Asırlık Lezzet, Doğadan Sofraya Uzanıyor
Zetrin’in yapımı mart ayında doğadan bitki toplamayla başlıyor ve kasım ayına kadar sürüyor. Munzur Dağları eteklerinden Sarıçiçek Yaylası'na kadar çeşitli alanlardan toplanan bitkiler, gölge ortamlarda kurutuluyor. Kurutulan yaklaşık 120 çeşit bitki, eskiden taş dibeklerde dövülerek karıştırılırken, günümüzde bu işlem çoğunlukla robotlarla yapılıyor. Zetrin, özellikle ıslatılmış Kemaliye’nin taş fırın ekmeğiyle tüketiliyor. Ayrıca zeytinyağına, peynire veya patates salatasına eklenerek sofralara zengin bir aroma katıyor. Ancak pişmiş yemeklerde kullanılmıyor.
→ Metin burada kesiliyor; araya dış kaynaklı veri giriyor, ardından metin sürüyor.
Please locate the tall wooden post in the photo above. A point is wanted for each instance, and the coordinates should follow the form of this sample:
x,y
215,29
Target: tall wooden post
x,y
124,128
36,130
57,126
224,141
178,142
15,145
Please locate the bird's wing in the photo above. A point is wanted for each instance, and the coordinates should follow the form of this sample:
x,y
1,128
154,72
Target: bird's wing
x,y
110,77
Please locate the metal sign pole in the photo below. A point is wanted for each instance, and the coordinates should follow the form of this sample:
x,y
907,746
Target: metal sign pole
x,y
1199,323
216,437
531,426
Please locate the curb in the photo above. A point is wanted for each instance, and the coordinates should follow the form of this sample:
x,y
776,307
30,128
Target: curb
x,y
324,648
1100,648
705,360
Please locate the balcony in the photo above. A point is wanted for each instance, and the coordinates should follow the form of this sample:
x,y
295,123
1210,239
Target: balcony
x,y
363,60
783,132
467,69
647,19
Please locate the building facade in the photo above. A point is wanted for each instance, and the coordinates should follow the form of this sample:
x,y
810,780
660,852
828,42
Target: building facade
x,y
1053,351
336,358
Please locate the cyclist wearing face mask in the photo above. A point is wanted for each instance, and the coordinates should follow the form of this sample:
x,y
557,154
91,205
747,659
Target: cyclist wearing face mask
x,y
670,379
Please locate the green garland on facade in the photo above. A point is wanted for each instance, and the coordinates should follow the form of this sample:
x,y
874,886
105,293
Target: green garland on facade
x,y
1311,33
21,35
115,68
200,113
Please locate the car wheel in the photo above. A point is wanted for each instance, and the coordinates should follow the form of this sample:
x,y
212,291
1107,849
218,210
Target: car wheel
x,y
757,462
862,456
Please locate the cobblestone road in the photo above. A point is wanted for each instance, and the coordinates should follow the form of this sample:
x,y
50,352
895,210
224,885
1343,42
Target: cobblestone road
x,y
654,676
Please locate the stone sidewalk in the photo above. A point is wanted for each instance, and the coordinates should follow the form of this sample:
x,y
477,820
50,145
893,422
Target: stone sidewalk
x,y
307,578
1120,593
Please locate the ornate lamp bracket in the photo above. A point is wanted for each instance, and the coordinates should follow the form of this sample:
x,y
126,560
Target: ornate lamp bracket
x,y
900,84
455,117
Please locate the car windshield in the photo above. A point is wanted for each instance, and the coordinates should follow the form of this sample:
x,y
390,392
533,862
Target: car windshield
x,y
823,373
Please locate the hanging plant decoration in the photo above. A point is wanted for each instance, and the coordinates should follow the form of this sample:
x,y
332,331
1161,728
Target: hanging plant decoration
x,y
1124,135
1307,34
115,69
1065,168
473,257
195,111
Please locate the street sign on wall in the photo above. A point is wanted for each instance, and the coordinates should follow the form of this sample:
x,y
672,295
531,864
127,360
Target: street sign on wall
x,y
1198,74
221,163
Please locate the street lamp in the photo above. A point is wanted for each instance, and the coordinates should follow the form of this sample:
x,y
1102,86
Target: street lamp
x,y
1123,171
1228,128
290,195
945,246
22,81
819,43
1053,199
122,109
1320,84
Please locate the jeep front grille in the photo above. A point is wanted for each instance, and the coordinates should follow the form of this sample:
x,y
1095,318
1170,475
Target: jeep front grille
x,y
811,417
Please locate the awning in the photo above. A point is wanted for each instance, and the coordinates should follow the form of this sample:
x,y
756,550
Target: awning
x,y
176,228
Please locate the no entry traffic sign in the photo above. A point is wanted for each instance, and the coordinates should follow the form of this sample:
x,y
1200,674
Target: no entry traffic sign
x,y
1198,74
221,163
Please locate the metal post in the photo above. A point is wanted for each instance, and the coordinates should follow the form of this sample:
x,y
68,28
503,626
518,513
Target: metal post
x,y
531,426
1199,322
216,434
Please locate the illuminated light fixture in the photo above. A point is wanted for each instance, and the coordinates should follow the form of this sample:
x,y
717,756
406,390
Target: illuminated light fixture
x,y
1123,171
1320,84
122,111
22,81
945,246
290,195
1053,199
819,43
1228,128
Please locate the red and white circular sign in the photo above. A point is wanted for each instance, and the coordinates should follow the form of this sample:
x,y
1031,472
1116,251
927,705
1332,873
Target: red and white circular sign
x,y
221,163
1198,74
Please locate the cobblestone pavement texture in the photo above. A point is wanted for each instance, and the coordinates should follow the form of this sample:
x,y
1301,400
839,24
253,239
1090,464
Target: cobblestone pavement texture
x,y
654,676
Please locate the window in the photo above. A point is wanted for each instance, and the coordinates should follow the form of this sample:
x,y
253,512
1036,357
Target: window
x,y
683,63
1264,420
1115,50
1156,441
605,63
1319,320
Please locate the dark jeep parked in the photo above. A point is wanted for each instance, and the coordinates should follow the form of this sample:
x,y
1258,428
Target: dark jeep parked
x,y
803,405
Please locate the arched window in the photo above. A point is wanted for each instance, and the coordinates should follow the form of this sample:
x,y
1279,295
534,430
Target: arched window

Yapımı büyük emek isteyen Zetrin, artık az sayıda köylü tarafından üretiliyor. Ürünün bağışıklık sistemini güçlendirdiği, üniversite öğrencileri tarafından yapılan bir tez çalışmasıyla da ortaya konuldu.
Zetrin geleneğini ailesinden devralarak sürdüren Osman Birler, bu mirası yaşatmaya devam ediyor. Yıllardır doğadan topladığı otları kurutup karıştırarak baharat haline getirdiğini anlatan Birler, “Babamdan sonra 20 yıldır ben Zetrin yapıyorum. Bitkileri gölgede kurutup bir yıl boyunca çuvallarda saklıyoruz. En son yapraklar sararana kadar süren bu süreçte 120 çeşit bitkiyi harmanlıyoruz. Önceden taş dibeklerde dövülürdü, şimdi ise robotlarda çekiliyor,” diyerek emeğin büyüklüğüne dikkat çekti.